Over the summer, when the University made the questionable decision to bring undergraduates back to Ann Arbor for an in-person pandemic semester, Weiser’s profits from McKinley properties in Ann Arbor were potentially on the line should the students not return and leave his rental units vacant. 

Weiser’s assault on American democracy goes beyond his support of the far-right and financial interests as a landlord. As any scholar at the WCED would tell you, democracy means much more than simply voting. GEO sees ourselves as working at the intersection of two important sites of democracy: the University as a public institution and the labor movement as an expression of workers’ self-determination. Weiser has insidiously worked to undermine both, and we believe it is incumbent on Slater and others at the WCED — if they are serious about “Reviving Democracy, Globally and Locally” — to comment on his role therein. 

The University’s standing as a democratic institution is seriously undermined by the unaccountable power Weiser wields as a donor. In our view, Weiser only has many millions of dollars to donate to the University since the top 1% have been undertaxed for decades. 

As tenants, many of whom line Weiser’s pockets with rents equalling half our salaries, we believe this money is not his to give away. That money belongs to the people of Michigan and should go to the University without Weiser getting to put his name on buildings or direct how it is spent. A university is not truly a public entity, and will not be directed to work in the public interest especially if it receives an ever-dwindling share of its funding from the state

Relying on private donations means that the University is perversely incentivized to prioritize projects that would attract donations over those that are in the public interest. This shift to relying on private donations goes far beyond Weiser and ultimately undermines the University’s mission as a public institution. Weiser, in his triple role as Regent, mega-donor and landlord, exemplifies a troubling broader trend while at the same time existing uniquely beyond the pale of anything even resembling democratic accountability. This is fundamentally at odds with the mission of the WCED and, indeed, the University itself.

Weiser has also worked to undermine Michigan’s labor movement and, with it, workplace democracy. University professor Elizabeth Anderson has argued in her book “Private Government” that workplaces, where employees have no say in their management, are akin to dictatorships. Trade unions are one of the few bulwarks against such dictatorships and give workers a say in the decisions that govern their lives. Robust trade unions are a critical feature of any society that would claim the mantle of democracy.

Weiser, together with the DeVos family, worked for the campaign to pass so-called “Right-to-Work” legislation in Michigan, which has hamstrung the labor movement here and across the country. This was nothing less than a full-scale assault on democracy in Michigan. 

When the Editorial Page Editors reached out to Weiser for comment, he did not respond.

In the conclusion of his statement on the Capitol riot, Slater eloquently and wisely asserted, “Democracy never finishes emerging. It is a set of actions, not a finished state of being. American democracy has always been incomplete. It has never worked for all of us. This week’s violent events show just how fragile and faulty our incomplete democracy is as well.” 

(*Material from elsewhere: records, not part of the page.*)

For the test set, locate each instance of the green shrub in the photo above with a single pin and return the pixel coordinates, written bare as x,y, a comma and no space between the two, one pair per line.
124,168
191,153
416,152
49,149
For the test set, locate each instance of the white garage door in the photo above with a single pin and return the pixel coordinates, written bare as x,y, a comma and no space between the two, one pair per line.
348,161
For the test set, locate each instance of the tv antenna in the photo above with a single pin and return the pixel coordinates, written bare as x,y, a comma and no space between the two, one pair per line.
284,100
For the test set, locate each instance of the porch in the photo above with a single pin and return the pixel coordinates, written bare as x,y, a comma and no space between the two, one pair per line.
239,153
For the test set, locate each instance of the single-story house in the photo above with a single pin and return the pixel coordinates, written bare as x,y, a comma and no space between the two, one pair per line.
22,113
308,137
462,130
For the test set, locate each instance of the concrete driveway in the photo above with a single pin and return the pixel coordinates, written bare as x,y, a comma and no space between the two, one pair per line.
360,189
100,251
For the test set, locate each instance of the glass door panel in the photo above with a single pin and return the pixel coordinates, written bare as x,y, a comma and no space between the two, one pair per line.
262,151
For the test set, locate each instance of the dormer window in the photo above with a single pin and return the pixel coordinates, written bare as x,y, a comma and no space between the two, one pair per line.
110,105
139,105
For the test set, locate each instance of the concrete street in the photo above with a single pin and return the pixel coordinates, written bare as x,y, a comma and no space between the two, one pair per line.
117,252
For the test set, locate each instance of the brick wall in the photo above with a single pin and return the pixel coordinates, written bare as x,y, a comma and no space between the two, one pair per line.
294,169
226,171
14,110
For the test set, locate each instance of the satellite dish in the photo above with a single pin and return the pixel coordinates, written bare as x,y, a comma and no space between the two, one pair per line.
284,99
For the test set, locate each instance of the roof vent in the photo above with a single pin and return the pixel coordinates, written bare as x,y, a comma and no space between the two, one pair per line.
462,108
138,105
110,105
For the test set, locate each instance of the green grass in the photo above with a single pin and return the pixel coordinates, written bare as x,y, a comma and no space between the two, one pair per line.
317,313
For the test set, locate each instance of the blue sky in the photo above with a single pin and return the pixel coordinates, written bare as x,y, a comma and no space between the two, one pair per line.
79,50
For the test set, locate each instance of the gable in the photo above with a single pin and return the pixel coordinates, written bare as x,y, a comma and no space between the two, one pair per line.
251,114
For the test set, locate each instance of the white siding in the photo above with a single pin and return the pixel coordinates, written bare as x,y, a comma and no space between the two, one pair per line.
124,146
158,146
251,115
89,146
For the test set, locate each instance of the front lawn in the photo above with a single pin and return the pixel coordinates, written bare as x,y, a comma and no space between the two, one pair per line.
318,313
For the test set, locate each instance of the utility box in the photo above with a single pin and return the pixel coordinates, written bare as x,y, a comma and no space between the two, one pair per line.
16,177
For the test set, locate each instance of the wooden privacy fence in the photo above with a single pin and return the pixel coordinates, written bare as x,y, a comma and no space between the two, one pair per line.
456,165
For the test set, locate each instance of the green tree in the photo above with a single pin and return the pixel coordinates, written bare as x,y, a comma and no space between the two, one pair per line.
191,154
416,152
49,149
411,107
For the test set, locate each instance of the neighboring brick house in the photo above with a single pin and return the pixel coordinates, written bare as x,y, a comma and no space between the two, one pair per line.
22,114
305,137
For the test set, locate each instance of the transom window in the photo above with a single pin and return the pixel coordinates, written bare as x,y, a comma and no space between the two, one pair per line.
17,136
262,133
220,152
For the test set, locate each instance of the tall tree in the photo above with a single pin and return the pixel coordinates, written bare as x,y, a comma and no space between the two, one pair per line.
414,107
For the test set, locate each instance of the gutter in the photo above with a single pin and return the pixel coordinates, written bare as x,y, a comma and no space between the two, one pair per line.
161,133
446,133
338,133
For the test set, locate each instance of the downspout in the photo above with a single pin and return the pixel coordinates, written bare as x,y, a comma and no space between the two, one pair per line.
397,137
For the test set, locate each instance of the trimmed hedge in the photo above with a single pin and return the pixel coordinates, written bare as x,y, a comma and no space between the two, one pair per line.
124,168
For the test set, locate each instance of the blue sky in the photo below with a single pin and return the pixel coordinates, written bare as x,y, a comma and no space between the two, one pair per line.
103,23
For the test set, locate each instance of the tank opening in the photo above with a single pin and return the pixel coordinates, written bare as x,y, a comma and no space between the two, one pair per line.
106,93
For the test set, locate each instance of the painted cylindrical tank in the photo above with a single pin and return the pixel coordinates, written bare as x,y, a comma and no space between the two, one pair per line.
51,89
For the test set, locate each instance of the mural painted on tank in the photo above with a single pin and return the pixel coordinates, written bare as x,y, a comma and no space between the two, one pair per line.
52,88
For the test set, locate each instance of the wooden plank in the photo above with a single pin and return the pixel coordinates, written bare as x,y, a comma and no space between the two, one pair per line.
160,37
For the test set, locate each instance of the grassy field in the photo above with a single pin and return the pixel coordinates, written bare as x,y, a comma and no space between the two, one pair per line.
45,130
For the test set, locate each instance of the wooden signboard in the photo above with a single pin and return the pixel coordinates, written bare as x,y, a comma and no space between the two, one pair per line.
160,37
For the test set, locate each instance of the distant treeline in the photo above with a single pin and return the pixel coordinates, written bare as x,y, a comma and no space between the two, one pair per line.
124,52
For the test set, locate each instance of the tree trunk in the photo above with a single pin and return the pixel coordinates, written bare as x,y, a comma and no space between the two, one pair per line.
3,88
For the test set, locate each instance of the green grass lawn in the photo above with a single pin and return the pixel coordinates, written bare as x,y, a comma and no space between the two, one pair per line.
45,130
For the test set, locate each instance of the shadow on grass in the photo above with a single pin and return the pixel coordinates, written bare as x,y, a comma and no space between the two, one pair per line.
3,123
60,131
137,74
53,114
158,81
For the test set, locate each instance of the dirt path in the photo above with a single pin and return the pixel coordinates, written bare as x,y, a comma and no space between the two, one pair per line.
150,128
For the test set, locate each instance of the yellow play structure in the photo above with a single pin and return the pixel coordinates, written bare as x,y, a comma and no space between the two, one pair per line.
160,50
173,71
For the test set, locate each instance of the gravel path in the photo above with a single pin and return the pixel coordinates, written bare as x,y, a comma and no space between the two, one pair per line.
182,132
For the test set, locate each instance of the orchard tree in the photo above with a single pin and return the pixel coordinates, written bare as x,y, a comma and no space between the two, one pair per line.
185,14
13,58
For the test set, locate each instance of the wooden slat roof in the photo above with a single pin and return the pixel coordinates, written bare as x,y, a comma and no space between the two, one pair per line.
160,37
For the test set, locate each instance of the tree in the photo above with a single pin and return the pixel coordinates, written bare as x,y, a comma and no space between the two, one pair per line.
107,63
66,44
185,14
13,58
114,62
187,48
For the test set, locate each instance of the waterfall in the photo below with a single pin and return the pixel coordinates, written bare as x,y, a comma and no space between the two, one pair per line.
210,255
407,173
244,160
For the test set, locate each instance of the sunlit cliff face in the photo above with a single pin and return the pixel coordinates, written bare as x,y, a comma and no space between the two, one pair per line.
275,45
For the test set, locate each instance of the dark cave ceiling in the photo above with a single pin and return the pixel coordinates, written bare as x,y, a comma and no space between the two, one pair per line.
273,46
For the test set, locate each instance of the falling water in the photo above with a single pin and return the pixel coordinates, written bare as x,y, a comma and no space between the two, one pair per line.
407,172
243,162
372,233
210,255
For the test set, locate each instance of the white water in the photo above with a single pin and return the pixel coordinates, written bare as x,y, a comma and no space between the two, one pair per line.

GEO could not agree more. Weiser’s place in the University is an affront to the principles that Slater and his colleagues at the WCED work to defend. We call on Slater and all those at the University whose work seeks to further the righteous cause of democracy to speak out against Weiser and join GEO in the fight for a truly democratic university — one that would serve the public interest and respect the rights of its employees to have a say in the management of their workplace.